Auch Platz zwei wäre für den BVB ein Erfolg

Kapitän Marco Reus appeliert nach der Niederlage im Liga-Gipfel an die Metalität der Mannschaft.

Kapitän Marco Reus appeliert nach der Niederlage im Liga-Gipfel an die Metalität der Mannschaft.

Foto: dpa

Dortmund  Kann sich Dortmund von dem 0:5 bei Bayern schnell erholen? Vor zwei Jahren hatte der Klub viel schlimmere Probleme und hat selbst die bewältigt.

Natürlich waren alle Dortmunder am vergangenen Wochenende niedergeschlagen. 0:5 beim FC Bayern – das war schon ein heftiger Rückschlag im Titelrennen, auch wenn er sich tabellarisch nur durch einen Punkt Rückstand ausdrückt. Selbst Lucien Favre, der routinierte Trainer des BVB, prophezeite nach der Partie in München, dass diese Niederlage schwer zu verarbeiten sein werde.

Das war in dem Moment ehrlich gemeint, aber natürlich keine gute Ansage für die Spieler. Sebastian Kehl, der Leiter der Lizenzspieler-Abteilung, zog das bessere Fazit. Auch er hatte eine erschreckend schwache Leistung der Schwarz-Gelben gesehen, aber er stellte sofort klar: „Die Meisterschaft ist noch nicht entschieden!“

Und so ist es doch. Die Bayern müssen am vorletzten Spieltag noch nach Leipzig. Da gewinnt man nicht im Spaziergang. Und am Sonntag spielen sie in Düsseldorf – die Fortuna hat sie schon beim 3:3 im Hinspiel geärgert.

Der BVB kann zwar nicht mit einem Ausrutscher der gewöhnlich mental starken Bayern rechnen, doch eine Chance hat er durchaus noch. Er muss jetzt aber selbst ganz schnell die Kurve kriegen – und zwar schon am Samstag im Heimspiel gegen Mainz 05. Das wird sehr schwer werden, denn der Gegner hat im Gegensatz zur Borussia kaum etwas zu verlieren.

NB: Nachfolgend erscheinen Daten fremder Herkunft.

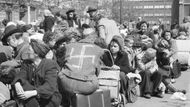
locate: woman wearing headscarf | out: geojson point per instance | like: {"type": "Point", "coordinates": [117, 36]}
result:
{"type": "Point", "coordinates": [36, 84]}
{"type": "Point", "coordinates": [121, 61]}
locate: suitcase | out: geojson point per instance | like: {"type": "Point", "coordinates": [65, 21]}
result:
{"type": "Point", "coordinates": [10, 103]}
{"type": "Point", "coordinates": [109, 79]}
{"type": "Point", "coordinates": [100, 98]}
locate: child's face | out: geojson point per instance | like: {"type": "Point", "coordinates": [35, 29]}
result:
{"type": "Point", "coordinates": [167, 36]}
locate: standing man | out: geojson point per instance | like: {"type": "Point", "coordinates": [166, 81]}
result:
{"type": "Point", "coordinates": [185, 26]}
{"type": "Point", "coordinates": [106, 28]}
{"type": "Point", "coordinates": [92, 12]}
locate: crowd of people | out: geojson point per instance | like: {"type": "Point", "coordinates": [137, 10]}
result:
{"type": "Point", "coordinates": [46, 64]}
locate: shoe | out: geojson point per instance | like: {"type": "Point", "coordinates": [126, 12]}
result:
{"type": "Point", "coordinates": [147, 96]}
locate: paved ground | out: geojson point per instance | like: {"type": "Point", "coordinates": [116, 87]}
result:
{"type": "Point", "coordinates": [183, 82]}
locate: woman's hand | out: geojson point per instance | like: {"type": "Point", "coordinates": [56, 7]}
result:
{"type": "Point", "coordinates": [27, 94]}
{"type": "Point", "coordinates": [115, 67]}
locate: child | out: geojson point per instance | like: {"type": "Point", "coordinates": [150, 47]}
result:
{"type": "Point", "coordinates": [128, 48]}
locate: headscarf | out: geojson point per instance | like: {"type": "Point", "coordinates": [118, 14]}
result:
{"type": "Point", "coordinates": [48, 13]}
{"type": "Point", "coordinates": [39, 48]}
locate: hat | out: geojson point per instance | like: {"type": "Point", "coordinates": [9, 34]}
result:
{"type": "Point", "coordinates": [70, 10]}
{"type": "Point", "coordinates": [39, 48]}
{"type": "Point", "coordinates": [9, 30]}
{"type": "Point", "coordinates": [120, 41]}
{"type": "Point", "coordinates": [91, 9]}
{"type": "Point", "coordinates": [27, 27]}
{"type": "Point", "coordinates": [150, 54]}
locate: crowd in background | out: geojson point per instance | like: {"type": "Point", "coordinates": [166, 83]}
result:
{"type": "Point", "coordinates": [45, 63]}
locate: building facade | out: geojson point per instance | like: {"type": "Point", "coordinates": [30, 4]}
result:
{"type": "Point", "coordinates": [150, 10]}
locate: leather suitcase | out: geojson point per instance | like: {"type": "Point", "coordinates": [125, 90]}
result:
{"type": "Point", "coordinates": [100, 98]}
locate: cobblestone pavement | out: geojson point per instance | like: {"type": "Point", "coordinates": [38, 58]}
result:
{"type": "Point", "coordinates": [183, 82]}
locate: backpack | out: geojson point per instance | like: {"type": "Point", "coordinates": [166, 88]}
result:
{"type": "Point", "coordinates": [131, 92]}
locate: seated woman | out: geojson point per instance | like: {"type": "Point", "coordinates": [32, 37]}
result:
{"type": "Point", "coordinates": [121, 61]}
{"type": "Point", "coordinates": [164, 59]}
{"type": "Point", "coordinates": [36, 84]}
{"type": "Point", "coordinates": [148, 69]}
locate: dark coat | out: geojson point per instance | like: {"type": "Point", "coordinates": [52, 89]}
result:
{"type": "Point", "coordinates": [122, 61]}
{"type": "Point", "coordinates": [48, 23]}
{"type": "Point", "coordinates": [71, 22]}
{"type": "Point", "coordinates": [43, 79]}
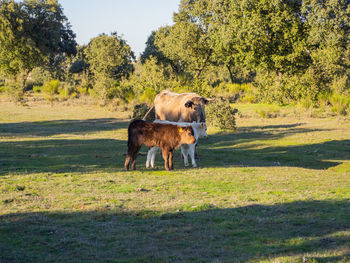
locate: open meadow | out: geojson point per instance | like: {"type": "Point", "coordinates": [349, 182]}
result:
{"type": "Point", "coordinates": [276, 190]}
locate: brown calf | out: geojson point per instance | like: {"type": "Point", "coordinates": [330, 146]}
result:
{"type": "Point", "coordinates": [166, 136]}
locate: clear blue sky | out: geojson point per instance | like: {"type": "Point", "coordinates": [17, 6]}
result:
{"type": "Point", "coordinates": [134, 20]}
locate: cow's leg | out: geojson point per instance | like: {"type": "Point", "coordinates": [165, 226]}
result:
{"type": "Point", "coordinates": [171, 167]}
{"type": "Point", "coordinates": [195, 152]}
{"type": "Point", "coordinates": [151, 156]}
{"type": "Point", "coordinates": [165, 154]}
{"type": "Point", "coordinates": [134, 156]}
{"type": "Point", "coordinates": [191, 150]}
{"type": "Point", "coordinates": [184, 153]}
{"type": "Point", "coordinates": [127, 161]}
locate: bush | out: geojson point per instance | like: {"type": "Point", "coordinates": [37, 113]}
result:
{"type": "Point", "coordinates": [68, 91]}
{"type": "Point", "coordinates": [37, 89]}
{"type": "Point", "coordinates": [340, 104]}
{"type": "Point", "coordinates": [140, 111]}
{"type": "Point", "coordinates": [221, 114]}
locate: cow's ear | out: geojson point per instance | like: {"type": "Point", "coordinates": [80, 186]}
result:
{"type": "Point", "coordinates": [189, 104]}
{"type": "Point", "coordinates": [205, 101]}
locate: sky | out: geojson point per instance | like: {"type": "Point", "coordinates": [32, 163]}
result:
{"type": "Point", "coordinates": [134, 20]}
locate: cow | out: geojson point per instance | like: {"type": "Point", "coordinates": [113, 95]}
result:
{"type": "Point", "coordinates": [166, 136]}
{"type": "Point", "coordinates": [185, 107]}
{"type": "Point", "coordinates": [199, 129]}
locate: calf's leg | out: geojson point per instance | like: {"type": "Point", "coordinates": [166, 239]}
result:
{"type": "Point", "coordinates": [134, 156]}
{"type": "Point", "coordinates": [171, 167]}
{"type": "Point", "coordinates": [184, 153]}
{"type": "Point", "coordinates": [191, 150]}
{"type": "Point", "coordinates": [165, 154]}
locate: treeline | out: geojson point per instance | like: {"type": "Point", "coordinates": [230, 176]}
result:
{"type": "Point", "coordinates": [251, 50]}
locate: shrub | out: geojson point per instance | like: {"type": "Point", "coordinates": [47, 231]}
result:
{"type": "Point", "coordinates": [268, 112]}
{"type": "Point", "coordinates": [68, 91]}
{"type": "Point", "coordinates": [340, 104]}
{"type": "Point", "coordinates": [52, 87]}
{"type": "Point", "coordinates": [37, 89]}
{"type": "Point", "coordinates": [140, 111]}
{"type": "Point", "coordinates": [221, 114]}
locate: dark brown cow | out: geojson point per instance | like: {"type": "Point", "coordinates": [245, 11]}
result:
{"type": "Point", "coordinates": [166, 136]}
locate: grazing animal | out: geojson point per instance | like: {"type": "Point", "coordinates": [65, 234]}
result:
{"type": "Point", "coordinates": [166, 136]}
{"type": "Point", "coordinates": [199, 129]}
{"type": "Point", "coordinates": [185, 107]}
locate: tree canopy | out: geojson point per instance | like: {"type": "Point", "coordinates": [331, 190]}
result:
{"type": "Point", "coordinates": [32, 34]}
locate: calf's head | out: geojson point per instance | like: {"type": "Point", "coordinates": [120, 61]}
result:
{"type": "Point", "coordinates": [196, 108]}
{"type": "Point", "coordinates": [187, 135]}
{"type": "Point", "coordinates": [202, 131]}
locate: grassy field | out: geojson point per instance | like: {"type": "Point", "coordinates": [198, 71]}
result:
{"type": "Point", "coordinates": [276, 190]}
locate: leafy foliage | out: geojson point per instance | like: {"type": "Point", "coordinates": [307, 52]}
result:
{"type": "Point", "coordinates": [221, 114]}
{"type": "Point", "coordinates": [109, 59]}
{"type": "Point", "coordinates": [32, 34]}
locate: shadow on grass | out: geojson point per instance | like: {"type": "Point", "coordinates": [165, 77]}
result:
{"type": "Point", "coordinates": [61, 156]}
{"type": "Point", "coordinates": [237, 149]}
{"type": "Point", "coordinates": [219, 150]}
{"type": "Point", "coordinates": [49, 128]}
{"type": "Point", "coordinates": [242, 234]}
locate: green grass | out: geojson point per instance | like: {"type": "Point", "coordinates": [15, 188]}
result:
{"type": "Point", "coordinates": [276, 190]}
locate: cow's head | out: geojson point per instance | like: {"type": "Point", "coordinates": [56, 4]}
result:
{"type": "Point", "coordinates": [196, 106]}
{"type": "Point", "coordinates": [187, 135]}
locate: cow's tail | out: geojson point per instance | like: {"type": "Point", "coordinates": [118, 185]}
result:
{"type": "Point", "coordinates": [148, 112]}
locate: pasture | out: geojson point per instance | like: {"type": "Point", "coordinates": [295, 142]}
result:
{"type": "Point", "coordinates": [276, 190]}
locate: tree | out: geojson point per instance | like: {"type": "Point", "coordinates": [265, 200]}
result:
{"type": "Point", "coordinates": [187, 42]}
{"type": "Point", "coordinates": [110, 59]}
{"type": "Point", "coordinates": [33, 33]}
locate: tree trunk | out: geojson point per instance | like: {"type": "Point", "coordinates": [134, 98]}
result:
{"type": "Point", "coordinates": [24, 80]}
{"type": "Point", "coordinates": [231, 75]}
{"type": "Point", "coordinates": [204, 64]}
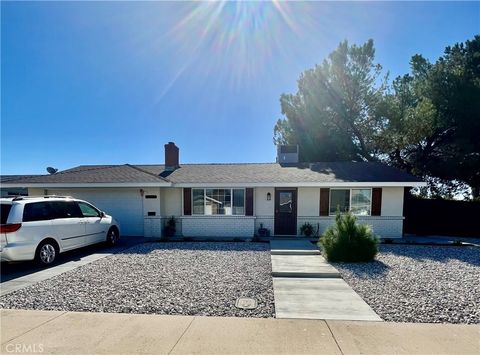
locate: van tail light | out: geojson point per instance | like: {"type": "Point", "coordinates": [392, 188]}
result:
{"type": "Point", "coordinates": [10, 228]}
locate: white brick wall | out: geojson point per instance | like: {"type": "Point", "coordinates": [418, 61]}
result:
{"type": "Point", "coordinates": [267, 221]}
{"type": "Point", "coordinates": [153, 227]}
{"type": "Point", "coordinates": [384, 227]}
{"type": "Point", "coordinates": [221, 226]}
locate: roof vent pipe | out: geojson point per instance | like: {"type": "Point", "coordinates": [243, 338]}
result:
{"type": "Point", "coordinates": [172, 154]}
{"type": "Point", "coordinates": [287, 154]}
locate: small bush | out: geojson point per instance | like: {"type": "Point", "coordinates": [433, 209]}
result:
{"type": "Point", "coordinates": [348, 241]}
{"type": "Point", "coordinates": [306, 229]}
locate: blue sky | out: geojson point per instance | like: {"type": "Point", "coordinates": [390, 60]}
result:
{"type": "Point", "coordinates": [111, 83]}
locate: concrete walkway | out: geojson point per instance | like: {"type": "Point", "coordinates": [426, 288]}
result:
{"type": "Point", "coordinates": [305, 286]}
{"type": "Point", "coordinates": [54, 332]}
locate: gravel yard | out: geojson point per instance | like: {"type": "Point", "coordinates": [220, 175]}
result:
{"type": "Point", "coordinates": [424, 284]}
{"type": "Point", "coordinates": [162, 278]}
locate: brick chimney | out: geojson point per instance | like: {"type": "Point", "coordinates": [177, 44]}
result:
{"type": "Point", "coordinates": [171, 156]}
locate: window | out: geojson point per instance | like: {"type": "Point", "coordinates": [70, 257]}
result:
{"type": "Point", "coordinates": [4, 212]}
{"type": "Point", "coordinates": [67, 209]}
{"type": "Point", "coordinates": [218, 201]}
{"type": "Point", "coordinates": [88, 210]}
{"type": "Point", "coordinates": [339, 200]}
{"type": "Point", "coordinates": [361, 202]}
{"type": "Point", "coordinates": [357, 201]}
{"type": "Point", "coordinates": [38, 211]}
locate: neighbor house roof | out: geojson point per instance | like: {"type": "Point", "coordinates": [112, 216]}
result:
{"type": "Point", "coordinates": [267, 174]}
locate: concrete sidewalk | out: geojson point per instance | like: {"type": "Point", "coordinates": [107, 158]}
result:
{"type": "Point", "coordinates": [306, 286]}
{"type": "Point", "coordinates": [54, 332]}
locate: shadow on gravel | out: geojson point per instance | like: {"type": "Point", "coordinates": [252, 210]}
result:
{"type": "Point", "coordinates": [469, 255]}
{"type": "Point", "coordinates": [375, 268]}
{"type": "Point", "coordinates": [198, 245]}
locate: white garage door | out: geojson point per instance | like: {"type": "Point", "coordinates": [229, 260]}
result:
{"type": "Point", "coordinates": [125, 205]}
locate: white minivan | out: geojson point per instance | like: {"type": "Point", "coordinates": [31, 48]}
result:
{"type": "Point", "coordinates": [39, 228]}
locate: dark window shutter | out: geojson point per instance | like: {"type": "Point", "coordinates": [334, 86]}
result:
{"type": "Point", "coordinates": [324, 201]}
{"type": "Point", "coordinates": [376, 201]}
{"type": "Point", "coordinates": [187, 201]}
{"type": "Point", "coordinates": [249, 201]}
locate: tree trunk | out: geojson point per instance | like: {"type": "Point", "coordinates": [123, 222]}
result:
{"type": "Point", "coordinates": [475, 192]}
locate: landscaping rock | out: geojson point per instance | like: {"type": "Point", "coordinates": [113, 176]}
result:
{"type": "Point", "coordinates": [424, 284]}
{"type": "Point", "coordinates": [162, 278]}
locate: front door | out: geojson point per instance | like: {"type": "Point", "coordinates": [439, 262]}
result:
{"type": "Point", "coordinates": [285, 211]}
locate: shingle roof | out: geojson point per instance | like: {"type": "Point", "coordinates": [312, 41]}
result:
{"type": "Point", "coordinates": [269, 173]}
{"type": "Point", "coordinates": [8, 178]}
{"type": "Point", "coordinates": [277, 173]}
{"type": "Point", "coordinates": [96, 174]}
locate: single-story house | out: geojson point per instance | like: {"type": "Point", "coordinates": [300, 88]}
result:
{"type": "Point", "coordinates": [235, 200]}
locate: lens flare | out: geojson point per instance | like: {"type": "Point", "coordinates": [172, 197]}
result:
{"type": "Point", "coordinates": [243, 39]}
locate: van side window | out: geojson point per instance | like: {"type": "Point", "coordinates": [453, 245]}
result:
{"type": "Point", "coordinates": [4, 213]}
{"type": "Point", "coordinates": [66, 209]}
{"type": "Point", "coordinates": [88, 211]}
{"type": "Point", "coordinates": [38, 211]}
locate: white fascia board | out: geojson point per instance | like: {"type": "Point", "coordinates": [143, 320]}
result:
{"type": "Point", "coordinates": [217, 185]}
{"type": "Point", "coordinates": [305, 184]}
{"type": "Point", "coordinates": [89, 185]}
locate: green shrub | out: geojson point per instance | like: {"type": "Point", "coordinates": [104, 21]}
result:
{"type": "Point", "coordinates": [348, 241]}
{"type": "Point", "coordinates": [306, 229]}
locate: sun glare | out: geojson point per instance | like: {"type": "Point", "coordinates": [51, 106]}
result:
{"type": "Point", "coordinates": [241, 37]}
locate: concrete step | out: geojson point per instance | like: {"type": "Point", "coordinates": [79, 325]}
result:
{"type": "Point", "coordinates": [293, 247]}
{"type": "Point", "coordinates": [302, 266]}
{"type": "Point", "coordinates": [295, 252]}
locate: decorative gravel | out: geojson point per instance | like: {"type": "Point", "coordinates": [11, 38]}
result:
{"type": "Point", "coordinates": [163, 278]}
{"type": "Point", "coordinates": [424, 284]}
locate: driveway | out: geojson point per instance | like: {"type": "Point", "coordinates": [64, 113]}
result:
{"type": "Point", "coordinates": [14, 270]}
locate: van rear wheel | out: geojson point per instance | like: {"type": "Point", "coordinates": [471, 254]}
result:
{"type": "Point", "coordinates": [47, 253]}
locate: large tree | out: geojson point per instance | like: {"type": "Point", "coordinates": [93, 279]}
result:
{"type": "Point", "coordinates": [333, 116]}
{"type": "Point", "coordinates": [426, 122]}
{"type": "Point", "coordinates": [433, 116]}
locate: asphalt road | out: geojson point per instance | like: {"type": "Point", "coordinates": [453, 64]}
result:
{"type": "Point", "coordinates": [13, 270]}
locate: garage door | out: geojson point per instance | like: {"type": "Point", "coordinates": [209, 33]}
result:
{"type": "Point", "coordinates": [125, 205]}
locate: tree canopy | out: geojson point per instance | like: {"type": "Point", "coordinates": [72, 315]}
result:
{"type": "Point", "coordinates": [426, 122]}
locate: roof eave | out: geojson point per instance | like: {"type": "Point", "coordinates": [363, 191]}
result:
{"type": "Point", "coordinates": [89, 185]}
{"type": "Point", "coordinates": [223, 184]}
{"type": "Point", "coordinates": [305, 184]}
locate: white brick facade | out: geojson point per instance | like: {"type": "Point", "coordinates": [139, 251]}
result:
{"type": "Point", "coordinates": [384, 227]}
{"type": "Point", "coordinates": [153, 227]}
{"type": "Point", "coordinates": [217, 226]}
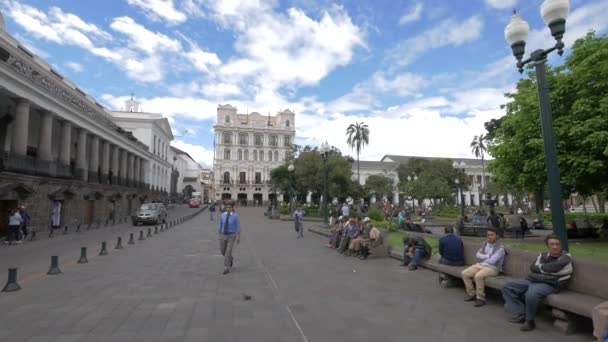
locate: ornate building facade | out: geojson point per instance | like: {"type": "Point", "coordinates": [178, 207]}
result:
{"type": "Point", "coordinates": [246, 148]}
{"type": "Point", "coordinates": [63, 156]}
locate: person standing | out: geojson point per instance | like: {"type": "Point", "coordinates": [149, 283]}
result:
{"type": "Point", "coordinates": [229, 230]}
{"type": "Point", "coordinates": [212, 211]}
{"type": "Point", "coordinates": [298, 218]}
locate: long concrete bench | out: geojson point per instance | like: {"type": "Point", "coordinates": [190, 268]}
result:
{"type": "Point", "coordinates": [587, 288]}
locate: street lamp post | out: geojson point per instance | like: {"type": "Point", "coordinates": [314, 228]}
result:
{"type": "Point", "coordinates": [554, 13]}
{"type": "Point", "coordinates": [291, 168]}
{"type": "Point", "coordinates": [324, 150]}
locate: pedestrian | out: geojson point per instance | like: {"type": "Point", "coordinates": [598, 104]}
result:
{"type": "Point", "coordinates": [211, 211]}
{"type": "Point", "coordinates": [229, 231]}
{"type": "Point", "coordinates": [14, 222]}
{"type": "Point", "coordinates": [26, 221]}
{"type": "Point", "coordinates": [298, 217]}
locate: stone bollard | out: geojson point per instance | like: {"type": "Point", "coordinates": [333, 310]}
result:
{"type": "Point", "coordinates": [11, 284]}
{"type": "Point", "coordinates": [104, 249]}
{"type": "Point", "coordinates": [54, 269]}
{"type": "Point", "coordinates": [118, 243]}
{"type": "Point", "coordinates": [83, 256]}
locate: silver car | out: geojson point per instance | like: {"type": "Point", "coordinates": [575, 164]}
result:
{"type": "Point", "coordinates": [150, 213]}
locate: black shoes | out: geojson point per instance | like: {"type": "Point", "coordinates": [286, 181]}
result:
{"type": "Point", "coordinates": [528, 326]}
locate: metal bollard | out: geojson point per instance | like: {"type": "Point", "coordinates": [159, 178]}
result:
{"type": "Point", "coordinates": [54, 269]}
{"type": "Point", "coordinates": [83, 256]}
{"type": "Point", "coordinates": [11, 284]}
{"type": "Point", "coordinates": [104, 249]}
{"type": "Point", "coordinates": [118, 243]}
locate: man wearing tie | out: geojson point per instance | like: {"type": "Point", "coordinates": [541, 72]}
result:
{"type": "Point", "coordinates": [229, 230]}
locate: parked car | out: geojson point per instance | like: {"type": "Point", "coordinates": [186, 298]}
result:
{"type": "Point", "coordinates": [153, 213]}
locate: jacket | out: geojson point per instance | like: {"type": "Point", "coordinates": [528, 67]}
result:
{"type": "Point", "coordinates": [552, 270]}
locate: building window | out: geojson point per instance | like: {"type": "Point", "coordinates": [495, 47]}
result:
{"type": "Point", "coordinates": [259, 140]}
{"type": "Point", "coordinates": [243, 139]}
{"type": "Point", "coordinates": [227, 138]}
{"type": "Point", "coordinates": [258, 178]}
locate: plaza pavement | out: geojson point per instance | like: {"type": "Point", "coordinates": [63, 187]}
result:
{"type": "Point", "coordinates": [170, 288]}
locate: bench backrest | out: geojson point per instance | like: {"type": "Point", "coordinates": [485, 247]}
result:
{"type": "Point", "coordinates": [589, 277]}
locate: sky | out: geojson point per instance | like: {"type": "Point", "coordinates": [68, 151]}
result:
{"type": "Point", "coordinates": [424, 75]}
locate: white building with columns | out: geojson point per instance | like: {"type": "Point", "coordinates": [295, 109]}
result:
{"type": "Point", "coordinates": [246, 148]}
{"type": "Point", "coordinates": [155, 131]}
{"type": "Point", "coordinates": [63, 155]}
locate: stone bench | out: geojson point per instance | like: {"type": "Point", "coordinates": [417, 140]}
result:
{"type": "Point", "coordinates": [587, 288]}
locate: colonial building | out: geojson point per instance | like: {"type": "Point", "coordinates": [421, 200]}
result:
{"type": "Point", "coordinates": [247, 147]}
{"type": "Point", "coordinates": [63, 156]}
{"type": "Point", "coordinates": [155, 132]}
{"type": "Point", "coordinates": [387, 166]}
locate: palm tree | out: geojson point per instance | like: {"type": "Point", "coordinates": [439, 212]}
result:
{"type": "Point", "coordinates": [479, 148]}
{"type": "Point", "coordinates": [358, 137]}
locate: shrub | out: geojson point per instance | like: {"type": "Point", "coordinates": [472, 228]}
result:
{"type": "Point", "coordinates": [375, 214]}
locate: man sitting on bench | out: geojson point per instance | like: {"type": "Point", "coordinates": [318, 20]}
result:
{"type": "Point", "coordinates": [550, 272]}
{"type": "Point", "coordinates": [490, 259]}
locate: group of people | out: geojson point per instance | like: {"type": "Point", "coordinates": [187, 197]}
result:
{"type": "Point", "coordinates": [352, 236]}
{"type": "Point", "coordinates": [18, 222]}
{"type": "Point", "coordinates": [549, 273]}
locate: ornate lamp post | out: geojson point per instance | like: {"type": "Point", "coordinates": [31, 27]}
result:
{"type": "Point", "coordinates": [291, 168]}
{"type": "Point", "coordinates": [324, 150]}
{"type": "Point", "coordinates": [554, 13]}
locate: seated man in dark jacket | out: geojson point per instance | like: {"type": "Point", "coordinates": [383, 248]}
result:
{"type": "Point", "coordinates": [549, 272]}
{"type": "Point", "coordinates": [451, 249]}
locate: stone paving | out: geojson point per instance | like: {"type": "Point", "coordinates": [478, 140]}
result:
{"type": "Point", "coordinates": [170, 288]}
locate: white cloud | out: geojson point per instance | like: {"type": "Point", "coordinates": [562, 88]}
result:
{"type": "Point", "coordinates": [160, 9]}
{"type": "Point", "coordinates": [501, 4]}
{"type": "Point", "coordinates": [447, 32]}
{"type": "Point", "coordinates": [413, 14]}
{"type": "Point", "coordinates": [77, 67]}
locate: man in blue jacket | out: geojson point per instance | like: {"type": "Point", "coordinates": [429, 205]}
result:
{"type": "Point", "coordinates": [451, 249]}
{"type": "Point", "coordinates": [229, 230]}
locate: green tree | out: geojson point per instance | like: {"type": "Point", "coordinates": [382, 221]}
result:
{"type": "Point", "coordinates": [379, 185]}
{"type": "Point", "coordinates": [358, 137]}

Dortmund hat die Bundesliga wieder spannend gemacht

Aber selbst wenn es am Ende so kommen sollte, wie es jetzt logisch wäre und allgemein erwartet wird, wenn also der FC Bayern gefestigt bliebe und sich im Endspurt um die Meisterschaft nicht mehr von Platz eins verjagen lassen würde: Dann hätte die vergleichsweise junge Mannschaft des BVB immer noch eine tolle Saison gespielt.

Borussia Dortmund hat die Bundesliga wieder spannend gemacht, das allein ist schon viel Anerkennung wert. Zwei Jahre nach dem furchtbaren Sprengstoff-Anschlag auf die Mannschaft kann man nur den Hut ziehen vor allen Verantwortlichen, die diesen Klub wieder stabil gemacht haben.